Assuming appropriate Dom0 drivers, aside the capability to use VFIO in Dom0,
it also changes the way Linux performs DMA with devices to rely on the "IOMMU"
(thus "PV-IOMMU") instead of assuming all of it is device-visible and eventually
relying on the swiotlb. (this behavior can be disabled with Linux's iommu=pt).
In this case, address space of device is no longer tied to the p2m, causing all
modifications of p2m (e.g grant, foreign) to no longer require a IOTLB flush (usually
on unmap, when using Dom0 PVH or dom0-iommu=strict).
That makes virtualized I/O vastly better with PVH Dom0, at least on Intel platform.
On a Intel i5-4670 platform
PVH Dom0 with current Xen behavior or with iommu=pt:
iperf VM -> Dom0: ~600 Mbps
PVH Dom0 with Dom0 IOMMU driver and iommu=nopt (usually default):
iperf VM -> Dom0: ~7 Gbps (~11x performance increase)
Dom0 driver branch (until a make a new patch):
https://gitlab.com/xen-project/people/tsnake41/linux/-/tree/xen-pviommu-6.18
[1] Using SPDK with the Xen hypervisor - FOSDEM 2023
---
This is a RFC, things are still experimental at this state.
Cc: Marek Marczykowski-Górecki <marmarek@invisiblethingslab.com>
Changed in v2 :
* fixed Xen crash when dumping IOMMU contexts (using X debug key)
with DomUs without IOMMU
* s/dettach/detach/
* removed some unused includes
* fix dangling devices in contexts with detach
Changed in v3 :
* lock entirely map/unmap in hypercall
* prevent IOMMU operations on dying contexts (fix race condition)

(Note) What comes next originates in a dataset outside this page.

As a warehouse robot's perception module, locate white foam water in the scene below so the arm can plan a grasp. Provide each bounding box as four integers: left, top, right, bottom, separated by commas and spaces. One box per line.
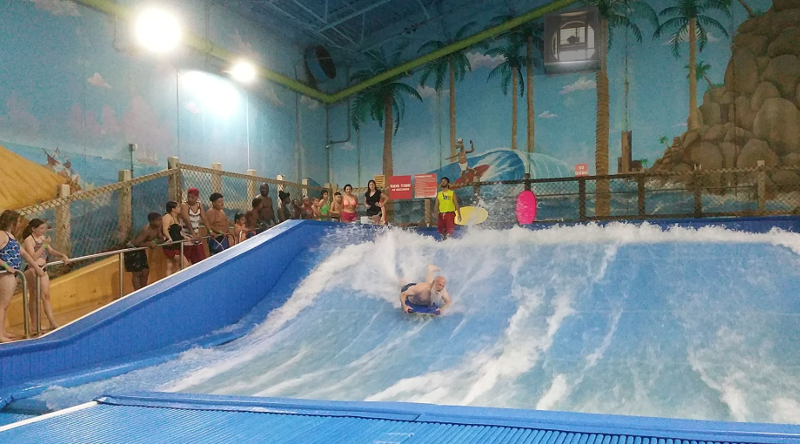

* iommu_check_context+iommu_get_context -> iommu_get_context and check for NULL
Changed in v4 :
* Part of initialization logic is moved to domain or toolstack (IOMMU_init)
+ domain/toolstack now decides on "context count" and "pagetable pool size"
+ for now, all domains are able to initialize PV-IOMMU
* introduce "dom0-iommu=no-dma" to make default context block all DMA
(disables HAP and sync-pt), enforcing usage of PV-IOMMU for DMA
Can be used to expose properly "Pre-boot DMA protection"
* redesigned locking logic for contexts
+ contexts are accessed using iommu_get_context and released with iommu_put_context
Changed in v5 :
* various PCI Passthrough related fixes
+ rewrote parts of PCI Passthrough logic
+ various other related bug fixes
* simplified VT-d DID (for hardware) management by only having one map instead of two
(pseudo_domid map was previously used for old quarantine code then recycled for PV-IOMMU
in addition to another map also tracing Domain<->VT-d DID, now there is only one
map tracking both making things simpler)
* reworked parts of Xen quarantine logic (needed for PCI Passthrough)
* added cf_check annotations
* some changes to PV-IOMMU headers (Alejandro)
Changed in v6 :
* reorganized the patch series to allow bissecting
* it is splitted in various smaller patches
* initial AMD-Vi port (it doesn't completely work with PV-IOMMU though, but builds at
least)
* AMD-Vi lacks support for iommu_lookup_page (needed for several PV-IOMMU ops)
Changed in v7 :
* Proper AMD-Vi support for PV-IOMMU, mostly works with some quirks (e.g 'AMD IOMMU' devices
that are visible for Dom0, but doesn't exist from PV-IOMMU point of view)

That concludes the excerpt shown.